Radiotherapy induced expression of DNA sensors and cytokines in tumor cells - Prof. Maja Cemazar
Radiotherapy is one of the commonly used treatments with high antitumor effectiveness. It is based on random interactions of ionizing radiation with targeted tumor, immune and other stromal cells within tumors. Ionizing radiation causes breaks of chemical bonds and oxidation of molecules in the irradiated cells. The most important consequences are single or double-stranded DNA breaks further causing mutations, cell death or carcinogenesis. DNA, which is released in to the cytosol, is detected by pattern recognition receptors (PRRs) called DNA sensors. Binding of DNA fragments to DNA sensors causes a signaling cascade leading to cytokine release, which activate the immune response. Our research groups have already demonstrated reduced cell survival and tumor regression due to increased expression of DNA sensors and interferon β (IFN β), after gene electrotransfer of control plasmid DNA in B16F.10 melanoma cells and tumors. We also conducted preliminary experiments of DNA sensor expression after irradiation of B16F10 melanoma cells in vitro. In both cases, the expression of DAI (DNA-dependent activator of IFN-regulatory factors) / ZBP1, IFI16 and DDX60 cytosolic DNA sensors was increased. Binding of DAI sensor with poly (dA: dT) results in production of IFNβ, whereas STING (stimulating gene for IFN) -signaling pathways additionally results in the production of tumor necrosis factor alpha (TNFα). Similarly, after DNA binding to the IFI16 sensor, the signaling pathway leading to production IFNβ is triggered. DDX60 binds both RNA as well as DNA and is involved in increased expression of type I interferons. Type I interferons produced as a result of DNA sensor activation promote antitumor immunity by activation of the innate and acquired immune systems (dendritic cells, T lymphocytes, NK cells) and has negative impact on tumors suppressor cells (MDSC, Treg). Type I interferons also have intrinsic effects on tumor cells, resulting in inhibition of proliferation, regulation of different types of cell death, differentiation, migration and antigen expression on the cell surface. The production of IFN type I can occur in tumor or immune cells and affect the activation of immune cells, regulating antigen and cytokine expression and cell death signals.
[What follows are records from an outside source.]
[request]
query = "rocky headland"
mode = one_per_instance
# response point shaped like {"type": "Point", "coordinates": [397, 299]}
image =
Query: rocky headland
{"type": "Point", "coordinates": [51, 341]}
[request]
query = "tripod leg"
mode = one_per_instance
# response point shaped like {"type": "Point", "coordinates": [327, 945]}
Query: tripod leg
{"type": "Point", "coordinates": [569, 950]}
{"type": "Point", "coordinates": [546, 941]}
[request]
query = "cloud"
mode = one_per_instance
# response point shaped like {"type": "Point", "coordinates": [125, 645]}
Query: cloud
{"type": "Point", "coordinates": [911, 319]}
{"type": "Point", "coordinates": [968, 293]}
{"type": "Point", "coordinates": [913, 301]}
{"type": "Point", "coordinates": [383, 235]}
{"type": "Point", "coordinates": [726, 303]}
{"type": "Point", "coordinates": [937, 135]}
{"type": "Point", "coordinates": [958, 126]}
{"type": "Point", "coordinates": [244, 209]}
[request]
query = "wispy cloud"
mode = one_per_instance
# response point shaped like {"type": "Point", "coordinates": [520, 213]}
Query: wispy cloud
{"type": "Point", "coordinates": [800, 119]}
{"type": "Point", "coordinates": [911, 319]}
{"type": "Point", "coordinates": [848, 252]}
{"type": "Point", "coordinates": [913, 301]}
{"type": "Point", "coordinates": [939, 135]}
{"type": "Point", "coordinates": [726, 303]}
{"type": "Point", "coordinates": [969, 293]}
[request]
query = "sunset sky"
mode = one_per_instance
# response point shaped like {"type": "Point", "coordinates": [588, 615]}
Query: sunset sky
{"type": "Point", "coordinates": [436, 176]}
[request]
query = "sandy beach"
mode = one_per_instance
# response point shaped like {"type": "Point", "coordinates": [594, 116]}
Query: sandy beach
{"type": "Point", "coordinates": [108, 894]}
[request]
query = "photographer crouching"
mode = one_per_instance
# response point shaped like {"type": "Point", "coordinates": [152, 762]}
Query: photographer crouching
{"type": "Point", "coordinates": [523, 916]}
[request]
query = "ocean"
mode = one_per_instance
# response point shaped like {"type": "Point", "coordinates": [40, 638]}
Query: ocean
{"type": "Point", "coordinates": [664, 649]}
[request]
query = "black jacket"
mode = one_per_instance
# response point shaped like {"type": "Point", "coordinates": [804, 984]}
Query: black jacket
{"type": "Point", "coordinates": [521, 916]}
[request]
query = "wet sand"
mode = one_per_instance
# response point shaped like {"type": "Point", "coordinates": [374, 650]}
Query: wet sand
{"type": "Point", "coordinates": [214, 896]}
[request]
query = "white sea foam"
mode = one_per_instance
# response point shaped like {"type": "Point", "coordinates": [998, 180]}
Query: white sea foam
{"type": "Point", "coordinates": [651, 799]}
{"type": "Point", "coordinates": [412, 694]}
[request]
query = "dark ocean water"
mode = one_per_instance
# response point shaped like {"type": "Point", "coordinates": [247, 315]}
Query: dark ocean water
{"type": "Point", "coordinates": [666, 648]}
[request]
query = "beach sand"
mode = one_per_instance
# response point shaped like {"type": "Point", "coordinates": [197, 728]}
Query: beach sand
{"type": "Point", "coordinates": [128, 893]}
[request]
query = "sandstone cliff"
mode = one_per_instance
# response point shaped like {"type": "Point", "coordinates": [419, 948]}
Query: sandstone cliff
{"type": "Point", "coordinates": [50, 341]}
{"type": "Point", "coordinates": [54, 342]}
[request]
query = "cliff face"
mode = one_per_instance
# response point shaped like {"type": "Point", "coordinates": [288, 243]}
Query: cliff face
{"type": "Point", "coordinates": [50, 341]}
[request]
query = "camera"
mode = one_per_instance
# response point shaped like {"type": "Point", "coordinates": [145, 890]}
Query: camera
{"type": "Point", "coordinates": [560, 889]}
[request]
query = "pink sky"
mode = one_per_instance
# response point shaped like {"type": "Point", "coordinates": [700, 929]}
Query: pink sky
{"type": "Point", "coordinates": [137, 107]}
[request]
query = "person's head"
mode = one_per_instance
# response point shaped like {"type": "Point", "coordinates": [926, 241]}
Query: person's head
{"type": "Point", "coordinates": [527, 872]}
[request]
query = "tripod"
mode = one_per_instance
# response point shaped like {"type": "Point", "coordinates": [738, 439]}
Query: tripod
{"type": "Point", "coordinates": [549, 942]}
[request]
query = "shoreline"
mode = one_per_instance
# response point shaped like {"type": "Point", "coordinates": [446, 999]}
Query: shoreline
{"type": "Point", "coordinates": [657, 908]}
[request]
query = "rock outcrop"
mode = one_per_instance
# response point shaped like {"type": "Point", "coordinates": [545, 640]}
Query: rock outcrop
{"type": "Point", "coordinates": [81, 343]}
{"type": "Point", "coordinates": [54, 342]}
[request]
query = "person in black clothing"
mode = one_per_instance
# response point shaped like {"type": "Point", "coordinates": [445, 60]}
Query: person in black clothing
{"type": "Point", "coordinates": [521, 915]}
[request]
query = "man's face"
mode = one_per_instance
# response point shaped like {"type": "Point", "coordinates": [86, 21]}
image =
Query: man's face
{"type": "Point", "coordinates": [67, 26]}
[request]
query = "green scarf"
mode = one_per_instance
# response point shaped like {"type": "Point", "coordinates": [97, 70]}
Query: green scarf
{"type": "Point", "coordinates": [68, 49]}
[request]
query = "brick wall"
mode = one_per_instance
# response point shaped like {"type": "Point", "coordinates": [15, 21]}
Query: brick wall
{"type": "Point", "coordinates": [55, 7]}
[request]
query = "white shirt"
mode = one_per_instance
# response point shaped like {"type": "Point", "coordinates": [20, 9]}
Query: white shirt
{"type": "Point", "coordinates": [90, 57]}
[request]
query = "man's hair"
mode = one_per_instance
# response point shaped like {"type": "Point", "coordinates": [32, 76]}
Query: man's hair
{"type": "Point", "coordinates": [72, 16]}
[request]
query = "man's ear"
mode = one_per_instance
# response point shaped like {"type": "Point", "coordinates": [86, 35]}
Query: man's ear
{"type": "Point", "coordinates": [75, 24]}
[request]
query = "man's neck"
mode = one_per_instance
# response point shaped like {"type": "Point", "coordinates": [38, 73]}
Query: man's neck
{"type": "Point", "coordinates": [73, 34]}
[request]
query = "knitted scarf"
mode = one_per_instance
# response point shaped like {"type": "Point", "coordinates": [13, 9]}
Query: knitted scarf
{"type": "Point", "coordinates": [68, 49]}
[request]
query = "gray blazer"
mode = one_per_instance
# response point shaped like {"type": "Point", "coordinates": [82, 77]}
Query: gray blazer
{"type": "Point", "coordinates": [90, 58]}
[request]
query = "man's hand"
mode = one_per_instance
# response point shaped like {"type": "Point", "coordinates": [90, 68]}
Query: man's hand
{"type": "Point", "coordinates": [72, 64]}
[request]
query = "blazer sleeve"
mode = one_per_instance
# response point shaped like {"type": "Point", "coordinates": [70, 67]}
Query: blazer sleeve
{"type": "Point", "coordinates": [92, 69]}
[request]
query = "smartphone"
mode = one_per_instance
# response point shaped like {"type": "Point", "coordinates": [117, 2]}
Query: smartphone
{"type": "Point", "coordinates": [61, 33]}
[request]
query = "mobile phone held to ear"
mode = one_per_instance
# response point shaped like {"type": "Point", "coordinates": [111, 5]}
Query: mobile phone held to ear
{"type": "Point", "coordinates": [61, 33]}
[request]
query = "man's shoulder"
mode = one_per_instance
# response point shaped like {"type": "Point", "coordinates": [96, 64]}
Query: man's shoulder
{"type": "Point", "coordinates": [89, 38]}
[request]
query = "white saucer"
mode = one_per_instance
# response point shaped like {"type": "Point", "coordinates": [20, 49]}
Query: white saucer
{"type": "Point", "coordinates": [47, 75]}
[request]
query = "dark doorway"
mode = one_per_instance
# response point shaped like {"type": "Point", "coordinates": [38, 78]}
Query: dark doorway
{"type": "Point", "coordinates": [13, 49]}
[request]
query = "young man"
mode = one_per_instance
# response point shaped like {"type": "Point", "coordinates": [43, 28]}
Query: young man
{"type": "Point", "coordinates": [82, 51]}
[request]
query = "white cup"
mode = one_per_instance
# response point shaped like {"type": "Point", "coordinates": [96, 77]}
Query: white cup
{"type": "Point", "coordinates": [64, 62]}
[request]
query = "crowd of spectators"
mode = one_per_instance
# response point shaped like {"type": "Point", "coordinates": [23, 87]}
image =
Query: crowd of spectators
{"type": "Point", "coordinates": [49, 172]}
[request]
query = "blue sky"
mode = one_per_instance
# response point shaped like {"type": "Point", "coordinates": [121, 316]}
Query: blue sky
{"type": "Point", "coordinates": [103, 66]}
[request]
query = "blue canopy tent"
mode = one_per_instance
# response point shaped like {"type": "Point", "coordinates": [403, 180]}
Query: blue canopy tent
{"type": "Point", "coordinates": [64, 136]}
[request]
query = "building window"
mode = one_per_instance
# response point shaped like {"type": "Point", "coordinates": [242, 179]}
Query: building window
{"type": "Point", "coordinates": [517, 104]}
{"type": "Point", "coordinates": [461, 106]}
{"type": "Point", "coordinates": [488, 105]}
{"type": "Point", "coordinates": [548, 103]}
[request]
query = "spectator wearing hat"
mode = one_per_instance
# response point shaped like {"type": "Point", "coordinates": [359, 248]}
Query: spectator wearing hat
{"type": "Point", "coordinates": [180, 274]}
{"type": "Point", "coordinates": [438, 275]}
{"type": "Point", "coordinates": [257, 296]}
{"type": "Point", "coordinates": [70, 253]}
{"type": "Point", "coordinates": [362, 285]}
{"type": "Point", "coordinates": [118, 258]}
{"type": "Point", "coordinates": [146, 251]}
The main goal of collaboration among research groups is to validate and elucidate our hypothesis that after irradiation, DNA released to the cytosol to activate one or more DNA sensors. Therefore, we will conduct experiments, using shRNA technology, where each of the mentioned DNA sensors will be silenced, first individually and later a combination of two or three DNA sensors. We are also planning to silence STING and determine if there is any other existing signaling pathway through which DNA sensors could trigger cytokine production.